Advertisement

Shamir Offers Assurances on Peace Plan : He Says His Initiative Is Intact, but Cabinet Rivals Demand Vote

Share
Times Staff Writer

Saying that his initiative for peace in the occupied territories remains intact, Prime Minister Yitzhak Shamir uttered key words Sunday meant to keep his shaky coalition together, but his rivals demanded a new, formal vote on the original plan.

According to an official account of the weekly Cabinet meeting, Shamir took rehearsed questions from ministers and gave the answer: “The peace initiative is unchanged and the government will continue to act in accordance with it.”

Coalition Threatened

The assurance was aimed at placating the Labor Party, led by Finance Minister Shimon Peres, whose members have threatened to leave the ruling partnership if Shamir subjects the plan to limitations demanded by a resolution adopted by his Likud Party. The objective of the plan is to allow Palestinians in the West Bank and Gaza Strip to choose a peace delegation.

Advertisement

“We have agreed on a governmental initiative which we felt should be defined in a way to attract an Arab side. Our argument is that there is a contradiction which exists between the government of Israel plan and the Likud resolution. We are trying to see where we stand on this contradiction,” Peres said.

Shamir offered to let the Cabinet vote on his verbal pronouncement, but Peres and his allies held out for a new, written text and a vote to guarantee that the proposal as originally advanced by Shamir is still valid. The plan was adopted by the government May 14.

The conflict began after Likud placed limits on the plan earlier this month. Under no circumstances must Israel give up land on the occupied West Bank and Gaza Strip, the party’s resolution said. It also specified that the Arab uprising must end before any election to choose peace negotiators takes place, and Arabs who live in East Jerusalem would not be permitted to vote.

Likud Party hawks were silent Sunday, evidently put on the defensive by Shamir’s insistence that the May 14 plan takes precedence over his own party’s policy--one that he had endorsed when it was resolved.

To avoid a confrontation with Likud, Shamir is resisting a new Cabinet vote on the plan. The Cabinet originally adopted the measure 20 to 6. “It is not necessary to have another vote,” said Yosef Ben-Aharon, a top Shamir aide. “The decision has been made to proceed--and that is that.”

Ben-Aharon went on to argue that the greatest obstacle to getting the peace plan on track is not Israel’s political maneuverings but continued talks between the United States and the Palestine Liberation Organization.

Advertisement

Ben-Aharon said Shamir’s plan and Washington’s dialogue with the PLO are “mutually exclusive.” The United States cannot profess to support Shamir’s plan and yet keep talking with the PLO, he insisted. Israel’s plan precludes participation by the PLO in elections or subsequent talks.

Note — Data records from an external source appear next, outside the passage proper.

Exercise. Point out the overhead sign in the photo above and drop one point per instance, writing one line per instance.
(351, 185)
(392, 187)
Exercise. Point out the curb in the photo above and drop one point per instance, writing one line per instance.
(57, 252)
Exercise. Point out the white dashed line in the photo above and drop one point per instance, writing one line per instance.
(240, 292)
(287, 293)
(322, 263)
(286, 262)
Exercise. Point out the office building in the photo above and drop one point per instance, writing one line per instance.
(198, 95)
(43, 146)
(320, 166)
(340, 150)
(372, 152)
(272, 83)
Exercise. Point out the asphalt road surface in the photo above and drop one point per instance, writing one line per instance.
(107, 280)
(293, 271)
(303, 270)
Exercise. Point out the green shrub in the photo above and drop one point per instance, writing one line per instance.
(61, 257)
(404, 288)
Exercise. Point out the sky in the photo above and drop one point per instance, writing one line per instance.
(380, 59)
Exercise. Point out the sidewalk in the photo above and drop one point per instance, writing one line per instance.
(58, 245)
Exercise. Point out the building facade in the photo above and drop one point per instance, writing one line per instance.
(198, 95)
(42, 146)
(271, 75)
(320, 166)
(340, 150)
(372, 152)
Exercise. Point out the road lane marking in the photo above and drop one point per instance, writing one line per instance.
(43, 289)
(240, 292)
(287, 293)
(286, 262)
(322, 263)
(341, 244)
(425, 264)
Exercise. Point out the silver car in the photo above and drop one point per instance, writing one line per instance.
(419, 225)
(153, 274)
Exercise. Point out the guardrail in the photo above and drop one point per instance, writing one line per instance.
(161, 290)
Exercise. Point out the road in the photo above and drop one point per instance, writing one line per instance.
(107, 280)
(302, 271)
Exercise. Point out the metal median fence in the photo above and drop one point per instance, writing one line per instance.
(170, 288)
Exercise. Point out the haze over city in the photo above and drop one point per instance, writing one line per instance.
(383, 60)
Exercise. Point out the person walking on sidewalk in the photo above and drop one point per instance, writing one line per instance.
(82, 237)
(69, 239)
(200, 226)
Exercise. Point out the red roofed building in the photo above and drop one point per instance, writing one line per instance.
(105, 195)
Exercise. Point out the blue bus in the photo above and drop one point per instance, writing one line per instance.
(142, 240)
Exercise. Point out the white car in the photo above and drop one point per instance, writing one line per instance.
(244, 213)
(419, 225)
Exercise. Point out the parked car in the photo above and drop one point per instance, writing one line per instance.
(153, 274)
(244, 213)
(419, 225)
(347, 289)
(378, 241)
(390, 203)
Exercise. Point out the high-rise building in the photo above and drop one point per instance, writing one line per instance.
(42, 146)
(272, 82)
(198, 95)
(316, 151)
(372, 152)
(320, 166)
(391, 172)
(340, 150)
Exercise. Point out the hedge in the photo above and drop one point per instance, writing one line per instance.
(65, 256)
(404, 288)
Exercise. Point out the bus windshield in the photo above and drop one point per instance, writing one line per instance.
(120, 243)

“We are getting to the moment of truth. We are not going to accept talks with the PLO, we are not going to accept indirect negotiations with the PLO through Washington,” Ben-Aharon said.

“We want to work with Palestinians here to have elections. The talks with the PLO undermine that effort.”

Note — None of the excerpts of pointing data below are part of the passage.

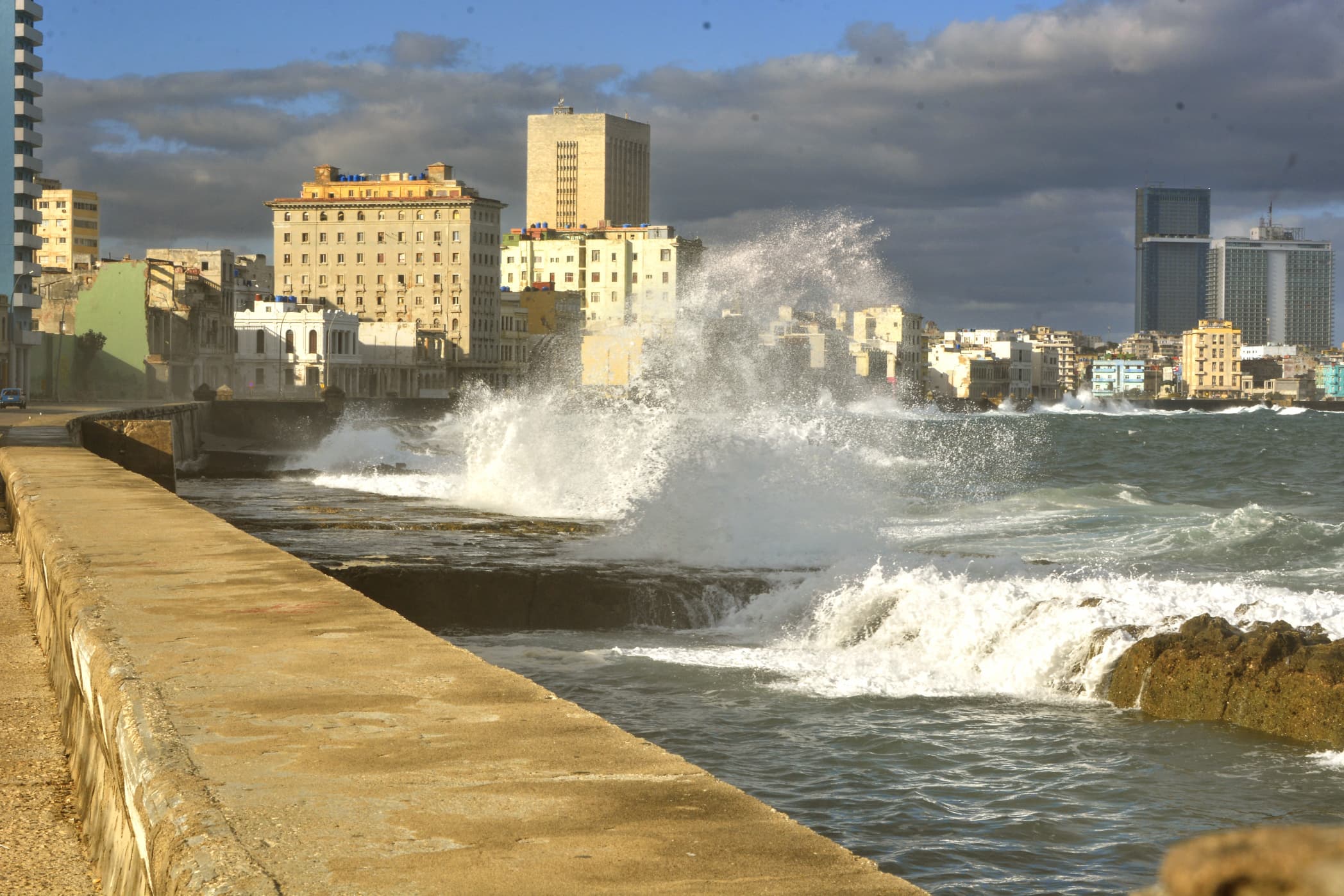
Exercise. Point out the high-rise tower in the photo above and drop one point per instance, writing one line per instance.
(591, 170)
(19, 269)
(1276, 286)
(1171, 247)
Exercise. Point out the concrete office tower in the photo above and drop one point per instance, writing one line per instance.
(588, 170)
(19, 333)
(1276, 286)
(398, 247)
(1171, 246)
(69, 228)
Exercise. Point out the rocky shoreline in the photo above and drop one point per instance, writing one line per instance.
(1269, 677)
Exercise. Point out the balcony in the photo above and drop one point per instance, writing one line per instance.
(23, 31)
(27, 109)
(27, 58)
(31, 85)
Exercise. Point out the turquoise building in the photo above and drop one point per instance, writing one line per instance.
(1114, 376)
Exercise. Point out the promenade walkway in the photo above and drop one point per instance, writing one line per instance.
(39, 829)
(40, 850)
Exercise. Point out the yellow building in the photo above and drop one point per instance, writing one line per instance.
(69, 228)
(1211, 360)
(399, 246)
(612, 359)
(588, 170)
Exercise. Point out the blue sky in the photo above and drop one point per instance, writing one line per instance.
(99, 39)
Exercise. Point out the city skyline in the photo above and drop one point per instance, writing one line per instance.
(1032, 231)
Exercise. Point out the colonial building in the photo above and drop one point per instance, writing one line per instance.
(398, 247)
(588, 170)
(69, 228)
(1211, 359)
(203, 288)
(296, 349)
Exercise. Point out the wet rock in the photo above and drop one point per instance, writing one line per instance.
(1270, 677)
(1257, 861)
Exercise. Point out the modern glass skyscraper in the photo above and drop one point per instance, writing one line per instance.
(18, 269)
(1171, 250)
(1276, 286)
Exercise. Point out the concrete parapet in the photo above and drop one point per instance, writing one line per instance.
(140, 446)
(241, 723)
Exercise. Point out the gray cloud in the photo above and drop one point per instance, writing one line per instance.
(1000, 155)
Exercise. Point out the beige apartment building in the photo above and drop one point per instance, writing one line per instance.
(412, 247)
(625, 274)
(69, 228)
(586, 171)
(1211, 359)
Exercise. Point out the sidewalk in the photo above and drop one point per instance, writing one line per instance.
(39, 834)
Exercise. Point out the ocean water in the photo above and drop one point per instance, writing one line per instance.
(924, 680)
(924, 677)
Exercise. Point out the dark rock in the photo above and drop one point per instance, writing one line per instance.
(1270, 677)
(1257, 861)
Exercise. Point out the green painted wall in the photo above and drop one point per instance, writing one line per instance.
(113, 305)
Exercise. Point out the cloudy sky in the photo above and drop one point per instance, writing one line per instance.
(999, 143)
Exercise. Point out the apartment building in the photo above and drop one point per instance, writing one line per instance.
(1275, 285)
(399, 247)
(18, 269)
(1211, 359)
(69, 228)
(626, 274)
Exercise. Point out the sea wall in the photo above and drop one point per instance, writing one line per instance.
(241, 723)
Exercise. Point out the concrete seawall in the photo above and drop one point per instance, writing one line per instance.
(241, 723)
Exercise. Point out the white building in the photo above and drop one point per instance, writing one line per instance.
(19, 332)
(1018, 354)
(626, 274)
(296, 349)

The Shamir government has steadily campaigned to end the talks between the Bush Administration and the PLO, which it considers an unrepentant terrorist organization. Once the PLO is let in on talks, Israeli officials assert, the formation of a Palestinian state next to Israel is inevitable.

Ben-Aharon’s comments came in the wake of hints from Secretary of State James A. Baker III, who said that if Shamir’s elections proposal falls through, the United States might lean toward the option of holding an international conference on the Middle East.

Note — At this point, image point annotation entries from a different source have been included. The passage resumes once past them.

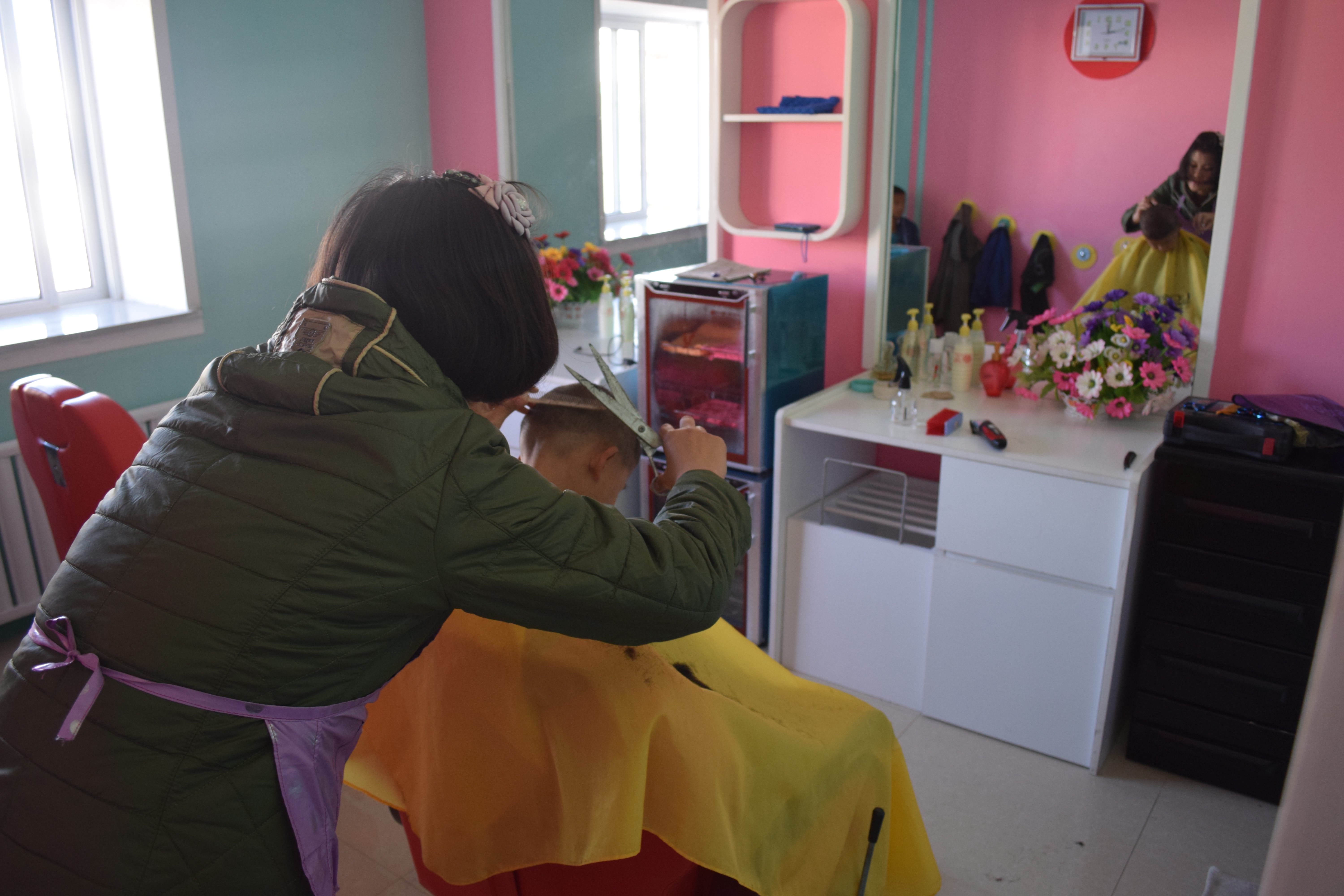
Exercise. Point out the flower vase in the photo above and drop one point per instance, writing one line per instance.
(569, 315)
(1075, 414)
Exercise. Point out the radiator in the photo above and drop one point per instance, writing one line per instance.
(28, 551)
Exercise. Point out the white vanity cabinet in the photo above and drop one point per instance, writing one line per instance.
(1013, 624)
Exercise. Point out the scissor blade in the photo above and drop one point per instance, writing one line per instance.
(612, 383)
(647, 435)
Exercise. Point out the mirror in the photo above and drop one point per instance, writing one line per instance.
(993, 112)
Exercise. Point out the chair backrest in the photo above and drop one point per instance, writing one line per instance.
(75, 444)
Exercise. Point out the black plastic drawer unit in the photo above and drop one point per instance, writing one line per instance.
(1233, 571)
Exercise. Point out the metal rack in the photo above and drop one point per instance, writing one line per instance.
(884, 503)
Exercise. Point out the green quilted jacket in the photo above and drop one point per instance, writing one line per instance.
(294, 534)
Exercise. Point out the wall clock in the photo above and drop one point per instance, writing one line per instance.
(1108, 33)
(1100, 38)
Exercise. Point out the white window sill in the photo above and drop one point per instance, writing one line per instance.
(628, 236)
(89, 328)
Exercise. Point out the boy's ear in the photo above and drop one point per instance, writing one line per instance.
(600, 460)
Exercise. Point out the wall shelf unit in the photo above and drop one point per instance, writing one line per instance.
(726, 100)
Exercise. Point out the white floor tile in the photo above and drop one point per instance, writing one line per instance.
(369, 825)
(358, 875)
(1005, 820)
(1191, 828)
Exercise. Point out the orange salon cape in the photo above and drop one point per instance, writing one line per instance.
(511, 747)
(1179, 275)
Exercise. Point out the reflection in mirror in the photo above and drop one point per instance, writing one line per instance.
(1109, 171)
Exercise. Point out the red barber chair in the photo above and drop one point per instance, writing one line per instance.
(76, 445)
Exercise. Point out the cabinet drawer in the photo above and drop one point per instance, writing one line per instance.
(1280, 624)
(1017, 657)
(1229, 769)
(1216, 727)
(1272, 703)
(1049, 524)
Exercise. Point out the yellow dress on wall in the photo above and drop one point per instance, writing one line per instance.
(511, 747)
(1179, 275)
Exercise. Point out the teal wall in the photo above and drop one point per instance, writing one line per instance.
(284, 108)
(556, 123)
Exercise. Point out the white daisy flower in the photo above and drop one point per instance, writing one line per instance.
(1060, 338)
(1120, 375)
(1092, 350)
(1064, 355)
(1088, 385)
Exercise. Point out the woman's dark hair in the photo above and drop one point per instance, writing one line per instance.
(466, 285)
(1209, 143)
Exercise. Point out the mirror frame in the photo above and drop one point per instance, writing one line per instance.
(880, 181)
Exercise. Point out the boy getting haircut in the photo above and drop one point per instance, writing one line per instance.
(572, 412)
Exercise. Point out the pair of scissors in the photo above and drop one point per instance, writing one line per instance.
(620, 404)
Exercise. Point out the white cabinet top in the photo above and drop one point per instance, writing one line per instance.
(1041, 439)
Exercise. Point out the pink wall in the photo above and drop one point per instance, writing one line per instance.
(792, 171)
(1014, 127)
(460, 62)
(1283, 318)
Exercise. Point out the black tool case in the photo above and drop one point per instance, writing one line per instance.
(1234, 567)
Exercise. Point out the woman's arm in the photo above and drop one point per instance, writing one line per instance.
(514, 547)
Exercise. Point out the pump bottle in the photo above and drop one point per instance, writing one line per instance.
(963, 365)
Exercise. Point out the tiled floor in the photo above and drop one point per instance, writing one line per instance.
(1003, 821)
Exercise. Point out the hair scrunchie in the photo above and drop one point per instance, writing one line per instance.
(501, 195)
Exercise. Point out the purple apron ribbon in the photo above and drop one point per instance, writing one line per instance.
(311, 745)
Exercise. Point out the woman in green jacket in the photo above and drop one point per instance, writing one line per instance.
(295, 532)
(1193, 191)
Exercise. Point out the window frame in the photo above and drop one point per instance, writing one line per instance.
(87, 158)
(635, 17)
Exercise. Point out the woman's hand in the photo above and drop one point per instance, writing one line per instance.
(497, 414)
(1144, 205)
(690, 448)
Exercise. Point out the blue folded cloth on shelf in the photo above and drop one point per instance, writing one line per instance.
(802, 107)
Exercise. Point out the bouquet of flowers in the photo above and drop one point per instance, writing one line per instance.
(1107, 358)
(572, 275)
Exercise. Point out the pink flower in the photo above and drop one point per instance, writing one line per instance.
(1120, 408)
(1066, 382)
(1152, 375)
(1087, 410)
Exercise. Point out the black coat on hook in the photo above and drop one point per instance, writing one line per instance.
(951, 291)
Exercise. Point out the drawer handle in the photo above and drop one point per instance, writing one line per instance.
(1277, 690)
(1303, 528)
(1264, 606)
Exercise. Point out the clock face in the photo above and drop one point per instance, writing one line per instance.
(1109, 33)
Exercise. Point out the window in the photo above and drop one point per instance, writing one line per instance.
(654, 84)
(88, 209)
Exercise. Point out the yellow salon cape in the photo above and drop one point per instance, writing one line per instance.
(511, 747)
(1179, 275)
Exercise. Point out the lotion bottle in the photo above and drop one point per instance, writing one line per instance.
(627, 319)
(911, 340)
(963, 361)
(927, 335)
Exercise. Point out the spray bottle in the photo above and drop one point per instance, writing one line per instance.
(963, 365)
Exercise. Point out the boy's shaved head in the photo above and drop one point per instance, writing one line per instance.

Such a conference has been a goal of the PLO.

U.S. Trip Canceled

The Bush Administration canceled plans to send a top State Department delegate to Israel this week to determine whether Shamir was still standing firm on his original plan, in the face of attacks on it from Likud. U.S. officials said that because Shamir was giving assurances that his initiative remained unchanged, it was unnecessary to send such a delegate.

Advertisement

Sources in the prime minister’s office and in the Labor Party said that Labor Party officials had feared that such a trip would be seen as pressure on its behalf.